Nicholas Ray faz de “Johnny Guitar” (1954) um faroeste atípico, marcado por intensidade melodramática e ousadia estética. Em vez do tradicional herói masculino, a narrativa é conduzida por Vienna (Joan Crawford), dona de um saloon que enfrenta hostilidade da comunidade por ser independente e por apoiar a chegada do trem. O título sugere protagonismo masculino, mas Johnny (Sterling Hayden) é figura secundária diante da força e complexidade das mulheres, sobretudo Vienna e sua rival Emma (Mercedes McCambridge). Essa inversão de papéis desafia convenções do gênero e introduz forte subtexto feminista. Ray radicaliza ainda mais ao usar cores vibrantes e cenários artificiais, criando uma atmosfera quase onírica que intensifica o melodrama. O filme traduz tensões políticas da época, funcionando como alegoria ao macarthismo: Vienna e Johnny representam os perseguidos, enquanto Emma encarna a histeria acusatória. O conflito entre as duas mulheres vai além de rivalidade amorosa, tornando-se confronto ideológico e social. Crawford imprime autoridade e vulnerabilidade, construindo uma personagem emblemática do western moderno. O clima de paranoia coletiva, a violência latente e os julgamentos sumários refletem uma América dilacerada pelo medo. A narrativa desmonta os mitos de honra e virilidade, revelando que poder e sobrevivência no Oeste também se pautam por desejo e ressentimento. Musicalmente, a canção-tema reforça o tom trágico e romântico da obra. O duelo final, protagonizado por mulheres, inverte a lógica do faroeste clássico, estabelecendo novo paradigma. Assim, “Johnny Guitar” é tanto uma obra singular dentro do western quanto um filme político e visionário. Sua força reside em transformar o Oeste em palco de paixões, paranoia e resistência.

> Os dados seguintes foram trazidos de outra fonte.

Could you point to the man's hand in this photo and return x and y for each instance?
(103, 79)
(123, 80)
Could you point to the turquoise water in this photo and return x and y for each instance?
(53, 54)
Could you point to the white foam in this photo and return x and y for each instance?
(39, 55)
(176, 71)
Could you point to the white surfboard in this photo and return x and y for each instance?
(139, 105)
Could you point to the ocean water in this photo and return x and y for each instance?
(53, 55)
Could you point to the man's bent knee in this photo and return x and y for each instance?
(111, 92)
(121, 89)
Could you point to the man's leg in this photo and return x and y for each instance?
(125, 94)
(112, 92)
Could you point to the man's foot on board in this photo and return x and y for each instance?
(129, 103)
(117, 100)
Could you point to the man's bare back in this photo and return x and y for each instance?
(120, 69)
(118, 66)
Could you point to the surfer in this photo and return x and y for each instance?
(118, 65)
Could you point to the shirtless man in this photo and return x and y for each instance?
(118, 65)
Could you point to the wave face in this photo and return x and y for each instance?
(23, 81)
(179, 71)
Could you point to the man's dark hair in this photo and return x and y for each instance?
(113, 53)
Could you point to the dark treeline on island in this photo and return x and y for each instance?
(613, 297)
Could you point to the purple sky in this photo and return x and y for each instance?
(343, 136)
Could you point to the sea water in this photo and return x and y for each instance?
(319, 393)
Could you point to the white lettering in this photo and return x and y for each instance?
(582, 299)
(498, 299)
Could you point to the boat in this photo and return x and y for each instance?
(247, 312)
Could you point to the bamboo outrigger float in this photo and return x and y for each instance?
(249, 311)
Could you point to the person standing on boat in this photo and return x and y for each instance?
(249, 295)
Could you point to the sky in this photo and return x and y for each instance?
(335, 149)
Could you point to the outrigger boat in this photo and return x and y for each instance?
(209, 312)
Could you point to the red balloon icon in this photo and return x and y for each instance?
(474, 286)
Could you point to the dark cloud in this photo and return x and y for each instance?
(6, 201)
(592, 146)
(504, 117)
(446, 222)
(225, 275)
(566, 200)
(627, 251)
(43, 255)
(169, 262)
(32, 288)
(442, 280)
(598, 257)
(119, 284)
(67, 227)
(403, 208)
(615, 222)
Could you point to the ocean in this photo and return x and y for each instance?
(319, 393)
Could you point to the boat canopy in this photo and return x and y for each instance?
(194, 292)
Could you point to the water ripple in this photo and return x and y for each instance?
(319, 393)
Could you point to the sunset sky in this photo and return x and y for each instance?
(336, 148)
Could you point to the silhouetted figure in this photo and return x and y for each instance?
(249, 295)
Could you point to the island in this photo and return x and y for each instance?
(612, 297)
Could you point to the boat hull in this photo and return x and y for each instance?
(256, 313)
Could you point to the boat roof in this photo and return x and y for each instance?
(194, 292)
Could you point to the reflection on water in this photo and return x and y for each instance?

Com “No Tempo das Diligências” John Ford ergue um marco na consolidação do faroeste, transformando um gênero visto como menor em cinema de prestígio. O filme acompanha a jornada de um grupo heterogêneo que viaja em uma diligência atravessando território hostil, ameaçado por ataques indígenas. Essa estrutura funciona como microcosmo social, reunindo personagens de diferentes classes e moralidades, como a prostituta Dallas (Claire Trevor), o médico alcoólatra Boone (Thomas Mitchell) e o fugitivo Ringo Kid (John Wayne, no papel que o consagrou). Ford explora tensões sociais e preconceitos, revelando como situações extremas revelam o caráter humano. O deserto de Monument Valley, filmado de modo grandioso, torna-se quase um personagem, estabelecendo o cenário mítico do Oeste. A narrativa equilibra ação, drama e crítica social, elevando o gênero a outro patamar estético e narrativo. A presença de John Wayne inaugura um novo arquétipo de herói: viril, solitário, mas guiado por um código de honra. Ford, contudo, não idealiza o Oeste, mas sugere que a convivência entre marginalizados e “respeitáveis” revela fragilidades da sociedade americana. O ataque à diligência é uma das sequências mais memoráveis do cinema, mostrando domínio técnico e ritmo narrativo. Ao mesmo tempo, o filme reflete sobre exclusão, solidariedade e a busca por justiça. A vitória final não apaga a dureza da jornada, mas reafirma o mito de um território em construção. Assim, “No Tempo das Diligências” não é apenas um western de aventura, mas uma obra sobre o encontro de destinos em meio à violência e à esperança. Por isso, permanece como símbolo do poder do faroeste em articular espetáculo e crítica social.